This is the fourth installment in our series of essays written by veterans. We asked service members to share how their time in uniform shaped their perspectives on American life.
I graduated from high school six weeks after the bombing of Pearl Harbor. My parents—with whom my older brother and I had emigrated from Berlin five and a half years earlier—wanted me to enroll in Queens College, one of New York City’s tuition-free schools. But high school had been too much of a bore for me. Although I earned good grades, easily making the honor roll every term, I had no taste for more of the same. Being certain that sooner or later I would be subject to the military draft, I found work in a mechanical laboratory as a toolmaker’s apprentice.
Then, in April 1943, the army sent me its greetings—even before I became an American citizen and even though I was, technically, still an enemy alien. The army expedited my naturalization two months after I was inducted.

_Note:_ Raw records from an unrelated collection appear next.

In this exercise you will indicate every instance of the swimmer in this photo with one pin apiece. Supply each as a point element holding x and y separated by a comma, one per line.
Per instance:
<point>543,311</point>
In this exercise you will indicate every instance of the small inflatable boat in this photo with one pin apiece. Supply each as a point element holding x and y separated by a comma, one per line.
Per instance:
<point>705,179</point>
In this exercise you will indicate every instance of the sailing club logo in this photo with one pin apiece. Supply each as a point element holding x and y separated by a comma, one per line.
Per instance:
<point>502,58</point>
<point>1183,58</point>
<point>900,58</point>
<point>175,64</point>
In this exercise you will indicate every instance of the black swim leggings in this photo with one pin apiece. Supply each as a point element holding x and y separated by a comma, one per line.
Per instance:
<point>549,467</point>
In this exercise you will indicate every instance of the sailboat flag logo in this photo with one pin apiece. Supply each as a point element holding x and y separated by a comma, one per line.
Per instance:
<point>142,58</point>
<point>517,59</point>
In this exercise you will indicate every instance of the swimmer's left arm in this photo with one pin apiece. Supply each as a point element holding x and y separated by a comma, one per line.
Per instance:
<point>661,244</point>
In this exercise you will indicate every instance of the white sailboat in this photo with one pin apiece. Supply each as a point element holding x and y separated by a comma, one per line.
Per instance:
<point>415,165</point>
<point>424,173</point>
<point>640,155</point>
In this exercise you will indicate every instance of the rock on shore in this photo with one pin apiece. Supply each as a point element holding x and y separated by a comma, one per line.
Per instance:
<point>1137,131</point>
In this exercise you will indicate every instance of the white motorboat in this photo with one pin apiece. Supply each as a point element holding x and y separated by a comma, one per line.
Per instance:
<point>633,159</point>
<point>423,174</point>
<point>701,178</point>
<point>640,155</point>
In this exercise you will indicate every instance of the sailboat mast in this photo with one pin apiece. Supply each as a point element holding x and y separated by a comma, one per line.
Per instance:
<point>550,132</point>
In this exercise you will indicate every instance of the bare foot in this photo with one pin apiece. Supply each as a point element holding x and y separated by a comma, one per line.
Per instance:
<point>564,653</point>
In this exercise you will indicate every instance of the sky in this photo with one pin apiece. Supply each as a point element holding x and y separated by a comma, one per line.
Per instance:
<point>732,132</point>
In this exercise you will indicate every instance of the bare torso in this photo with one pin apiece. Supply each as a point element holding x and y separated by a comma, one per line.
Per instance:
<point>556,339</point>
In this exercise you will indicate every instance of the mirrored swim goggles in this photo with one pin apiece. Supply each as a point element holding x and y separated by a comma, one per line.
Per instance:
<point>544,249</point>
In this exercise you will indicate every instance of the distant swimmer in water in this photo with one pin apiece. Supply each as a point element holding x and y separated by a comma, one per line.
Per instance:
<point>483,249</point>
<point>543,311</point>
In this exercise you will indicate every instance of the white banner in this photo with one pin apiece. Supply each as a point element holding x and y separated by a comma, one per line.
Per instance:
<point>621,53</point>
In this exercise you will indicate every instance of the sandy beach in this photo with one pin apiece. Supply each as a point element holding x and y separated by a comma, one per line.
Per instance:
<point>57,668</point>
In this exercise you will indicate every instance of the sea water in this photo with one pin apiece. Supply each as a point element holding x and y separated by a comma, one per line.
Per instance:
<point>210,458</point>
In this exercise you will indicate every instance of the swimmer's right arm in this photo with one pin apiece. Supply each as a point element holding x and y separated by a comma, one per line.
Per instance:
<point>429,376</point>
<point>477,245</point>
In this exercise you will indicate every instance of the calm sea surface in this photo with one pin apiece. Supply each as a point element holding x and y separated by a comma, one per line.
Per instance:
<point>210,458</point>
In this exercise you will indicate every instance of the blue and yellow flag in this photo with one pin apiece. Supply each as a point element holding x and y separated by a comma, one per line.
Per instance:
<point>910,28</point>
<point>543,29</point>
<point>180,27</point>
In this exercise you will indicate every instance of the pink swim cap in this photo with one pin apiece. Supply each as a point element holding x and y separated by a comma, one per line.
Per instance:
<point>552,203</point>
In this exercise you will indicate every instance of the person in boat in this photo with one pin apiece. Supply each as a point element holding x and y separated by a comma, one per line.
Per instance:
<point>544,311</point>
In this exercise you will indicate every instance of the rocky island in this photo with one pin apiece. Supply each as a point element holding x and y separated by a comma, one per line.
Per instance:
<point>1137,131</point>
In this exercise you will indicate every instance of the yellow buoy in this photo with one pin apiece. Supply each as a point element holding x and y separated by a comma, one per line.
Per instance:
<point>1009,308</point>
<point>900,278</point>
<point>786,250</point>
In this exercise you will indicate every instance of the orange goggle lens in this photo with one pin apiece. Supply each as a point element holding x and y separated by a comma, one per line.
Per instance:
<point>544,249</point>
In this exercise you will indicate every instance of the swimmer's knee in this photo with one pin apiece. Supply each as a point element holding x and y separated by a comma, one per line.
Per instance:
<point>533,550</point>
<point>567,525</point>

My first 18 months of military service were uninspiring. Donning the uniform did not fill me with pride, nor did the experience alter my perspective on life. What basic training had taught me was that the best way to get by was to stay out of sight. The army, more than the other branches of the military, was undergoing a massive expansion in a short time. Too many of its newly minted officers were apt to assert their military status by yelling commands and threatening any laggards instead of leading by example. This was particularly true of the infantry, in which I, along with thousands of others, landed when the army abruptly canceled the “specialized training” I was undergoing.
It wasn’t until I ended up in an unanticipated assignment that my reorientation—the gradual emergence of a new and powerful view on higher education—got its first boost.